I am about halfway through a two-week period of guest blogging on the Art21 site. It’s been fantastic. Suddenly I had an opportunity to engage 11 artists in conversation, asking them questions I’ve always wondered about. I began to see the possibility of an arc in the interviews. On the one hand each interview is independent, on the other there is a thread of interest that flows through each post­. I thought I could think through the progression here.

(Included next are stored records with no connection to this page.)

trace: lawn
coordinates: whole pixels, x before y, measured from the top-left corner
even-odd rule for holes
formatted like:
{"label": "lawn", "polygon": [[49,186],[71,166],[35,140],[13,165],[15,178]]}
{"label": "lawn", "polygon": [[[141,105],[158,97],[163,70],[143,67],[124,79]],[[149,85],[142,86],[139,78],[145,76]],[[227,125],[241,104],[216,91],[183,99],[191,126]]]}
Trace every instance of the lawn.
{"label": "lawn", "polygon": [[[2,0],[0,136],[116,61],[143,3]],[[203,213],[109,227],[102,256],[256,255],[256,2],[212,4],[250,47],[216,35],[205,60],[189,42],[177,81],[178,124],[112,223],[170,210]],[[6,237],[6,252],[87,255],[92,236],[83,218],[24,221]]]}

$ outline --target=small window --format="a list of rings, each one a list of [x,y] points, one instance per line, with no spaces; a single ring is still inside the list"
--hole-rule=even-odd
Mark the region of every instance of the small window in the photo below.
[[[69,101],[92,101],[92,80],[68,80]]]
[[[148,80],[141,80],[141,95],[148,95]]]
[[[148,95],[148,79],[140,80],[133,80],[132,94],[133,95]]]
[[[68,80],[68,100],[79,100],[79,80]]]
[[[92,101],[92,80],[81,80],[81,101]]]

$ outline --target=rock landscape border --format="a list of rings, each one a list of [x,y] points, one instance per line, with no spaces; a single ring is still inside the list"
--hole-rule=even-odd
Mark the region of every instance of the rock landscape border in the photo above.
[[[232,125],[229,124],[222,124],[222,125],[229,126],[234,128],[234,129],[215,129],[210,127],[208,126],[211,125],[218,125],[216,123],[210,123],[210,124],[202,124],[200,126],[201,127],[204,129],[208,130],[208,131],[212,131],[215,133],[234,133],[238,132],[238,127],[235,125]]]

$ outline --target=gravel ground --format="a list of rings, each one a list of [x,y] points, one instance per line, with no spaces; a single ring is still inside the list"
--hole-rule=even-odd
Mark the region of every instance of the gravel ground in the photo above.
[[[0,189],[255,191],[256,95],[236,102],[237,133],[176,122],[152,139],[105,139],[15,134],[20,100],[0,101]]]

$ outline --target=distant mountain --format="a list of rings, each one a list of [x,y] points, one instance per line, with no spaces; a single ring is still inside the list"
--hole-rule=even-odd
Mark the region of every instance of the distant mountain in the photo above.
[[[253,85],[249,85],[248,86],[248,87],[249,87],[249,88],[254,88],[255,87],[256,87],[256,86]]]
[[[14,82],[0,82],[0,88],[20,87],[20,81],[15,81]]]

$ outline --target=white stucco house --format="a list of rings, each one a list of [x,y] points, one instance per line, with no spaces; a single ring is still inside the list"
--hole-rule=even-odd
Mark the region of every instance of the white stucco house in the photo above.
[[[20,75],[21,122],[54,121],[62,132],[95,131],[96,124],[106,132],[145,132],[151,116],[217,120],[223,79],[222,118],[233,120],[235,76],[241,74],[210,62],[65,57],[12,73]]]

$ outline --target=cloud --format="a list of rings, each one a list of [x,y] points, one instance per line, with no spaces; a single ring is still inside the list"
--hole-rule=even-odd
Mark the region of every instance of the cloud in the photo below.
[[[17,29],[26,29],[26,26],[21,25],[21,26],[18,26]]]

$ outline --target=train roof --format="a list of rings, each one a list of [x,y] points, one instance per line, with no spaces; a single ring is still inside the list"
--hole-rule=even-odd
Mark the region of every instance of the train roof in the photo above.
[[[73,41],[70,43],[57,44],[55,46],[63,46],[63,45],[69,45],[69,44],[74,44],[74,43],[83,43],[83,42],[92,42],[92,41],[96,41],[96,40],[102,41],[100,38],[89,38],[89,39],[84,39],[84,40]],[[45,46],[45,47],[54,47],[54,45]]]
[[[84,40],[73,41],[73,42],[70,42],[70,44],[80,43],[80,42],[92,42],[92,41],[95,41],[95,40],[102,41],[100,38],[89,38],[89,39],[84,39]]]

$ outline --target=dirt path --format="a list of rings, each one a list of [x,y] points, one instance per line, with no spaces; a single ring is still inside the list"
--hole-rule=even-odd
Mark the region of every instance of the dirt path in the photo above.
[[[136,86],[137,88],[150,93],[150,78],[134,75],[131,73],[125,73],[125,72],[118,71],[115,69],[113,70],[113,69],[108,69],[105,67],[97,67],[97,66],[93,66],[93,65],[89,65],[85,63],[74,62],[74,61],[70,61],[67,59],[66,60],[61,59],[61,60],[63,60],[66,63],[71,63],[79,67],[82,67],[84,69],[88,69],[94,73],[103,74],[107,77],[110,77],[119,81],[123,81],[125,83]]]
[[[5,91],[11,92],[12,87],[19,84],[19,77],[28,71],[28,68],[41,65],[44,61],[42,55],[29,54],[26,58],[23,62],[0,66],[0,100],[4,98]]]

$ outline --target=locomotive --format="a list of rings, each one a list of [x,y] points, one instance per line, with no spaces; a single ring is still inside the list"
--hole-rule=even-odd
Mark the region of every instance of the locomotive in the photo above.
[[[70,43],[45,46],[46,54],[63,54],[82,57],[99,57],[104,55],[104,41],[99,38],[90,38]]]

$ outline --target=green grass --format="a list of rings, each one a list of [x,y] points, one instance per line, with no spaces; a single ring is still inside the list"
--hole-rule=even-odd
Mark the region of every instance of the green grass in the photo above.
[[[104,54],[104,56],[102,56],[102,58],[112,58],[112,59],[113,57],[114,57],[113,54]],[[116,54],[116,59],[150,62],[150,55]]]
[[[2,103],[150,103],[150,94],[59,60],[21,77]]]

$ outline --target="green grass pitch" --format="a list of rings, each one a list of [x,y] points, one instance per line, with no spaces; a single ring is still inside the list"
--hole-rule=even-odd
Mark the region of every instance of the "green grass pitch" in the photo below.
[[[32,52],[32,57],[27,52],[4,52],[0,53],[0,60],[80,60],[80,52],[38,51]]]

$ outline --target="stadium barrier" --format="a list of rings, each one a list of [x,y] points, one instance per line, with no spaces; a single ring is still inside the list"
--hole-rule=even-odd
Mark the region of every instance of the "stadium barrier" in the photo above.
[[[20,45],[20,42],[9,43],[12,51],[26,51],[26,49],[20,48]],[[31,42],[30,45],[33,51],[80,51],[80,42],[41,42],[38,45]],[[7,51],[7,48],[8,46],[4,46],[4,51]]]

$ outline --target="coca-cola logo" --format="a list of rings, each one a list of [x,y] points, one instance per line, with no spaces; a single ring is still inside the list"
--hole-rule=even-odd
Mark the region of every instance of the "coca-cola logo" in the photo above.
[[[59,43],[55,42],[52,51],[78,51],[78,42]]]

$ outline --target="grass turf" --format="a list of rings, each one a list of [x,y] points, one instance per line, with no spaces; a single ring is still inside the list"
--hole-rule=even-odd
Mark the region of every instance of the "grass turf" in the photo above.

For the last couple years I’ve had a growing interest in celebrity culture. Not simply for its own sake, but rather as a particular reflection of the social structure in which we live, (i.e. post-industrial, capitalist America). Within that culture, celebrity provides a kind of apex or pinnacle of success. At one point, Young Joon Kwak equated them with the Greek Gods—as though Marylyn Monroe serves a parallel, cultural purpose in America as Hera did in Greece. At the very least celebrity provides a model for success and recognition, a model that translates into other fields, particularly in the arts, where tokens of legitimacy are rather slippery to grasp. As people working in a field with no direct use-value, the translated monetary/cultural value of a given object is highly subjective—something steeped in the momentum of the contemporary art dialectic. One way, then, to attain a sense of success is to become the famous Picasso, to be inducted into the Western Art canon. Or, the more immediate rock star artist option like, say, a Dash Snow type. Or, the shorter-lived 5 minutes of fame…”Even if you’re a flash-in-the-pan artist,” I remember a professor telling a class, “even if you just get famous for 5 seconds, at least you were famous. At least that one [painting] mattered. It’s better than nothing.” It’s the “nothing” that I’m interested in: the undefined, highly personal (and maybe less legitimate?) way of recognizing value in one’s work. Because I can’t define that “nothing” alternative, I’ve spent some time thinking through it’s dominant reflection: this whole Famous thing.

In lieu of those thoughts, I asked a series of artists to talk to me about their practices. I began with photographers Melanie Schiff and Jason Lazarus, asking about the gaze of the camera and how photographs memorialize events, or create opportunities to personalize mainstream culture. I then spoke to Young Joon Kwak, about his strategies of assemblage as a means to avoid commodification (oddly enough, he was also a finalist in the infamous SJP artist-reality-TV show), and Irina Botea about reenactment, revolution and film. That first segment of my guest-blogging was about the camera, in some way, or about our relationship to the camera.

My subsequent conversation with Anne Elizabeth Moore functions like a bridge—her interest in branding, for instance, crosses various mediums, even resisting the traditional “artist” label. She is a publisher, she is an educator and she also happens to make objects. All of her work is about self-empowerment in a context where that empowerment is difficult (if not, some might argue, impossible). Following Anne, I spoke with Brandon Alvendia who, like Moore, investigates self-publishing strategies. That is only one arm of his practice, however and working in different mediums, he locates “the art” primarily in himself. With Deb Sokolow, I asked about the characteristic second person pronoun throughout her work—here I feel like the interview-gaze shifts from Alvendia’s “I” to Sokolow’s, perhaps more aggressive “You.” (Agressive in so far as the audience becomes complicit with her work by reading/engaging in it.) At this point, the interviews start to shift towards an investigation of structure. Tsherin Sherpa talks about his relationship to the history and rigor of Tibetan religious painting, and what it means to step outside of that. He offers interesting reflection on the self, how he negotiates it. Here too, in some way I was surprised that the conversation became about the “self.” That theme is predominant in these interviews, and though I hadn’t anticipated it, it makes sense. After speaking to him, I interviewed Hiro Sakaguchi, Nadine Nakanishi and Ellen Rothenberg—artists working in very different ways, I was nonetheless especially interested in talking to them about the structure of their work and the places they work within. Hiro works in a museum, paints and teaches, occupying many different scales at once. Nadine boast a pragmatic optimism, running a print shop, participating in a printer’s guild and making her own work. Ellen takes advantage of overlooked portions of structure, in order to co-opt them for her own use. In all instances, the structure is both advantageous (in so far as it creates a context within which to work) and somewhat overbearing, insofar as it establishes standards and taboos. Ultimately I realized my thoughts about celebrity are really questions about structure.

Celebrity is a standard that reflects a structure, or style of thinking. The nothing, is the uncharted wilderness around that structure. Yet, that uncharted “wilderness” is actually more real and more vibrant. It is a more familiar context, and in taking time to better consider it, I realize that the fairy tale “fame” is actually the curious mistake. Because this whole gamut isn’t really about fame, it’s actually about doing good work, and thinking about the world with critical openness.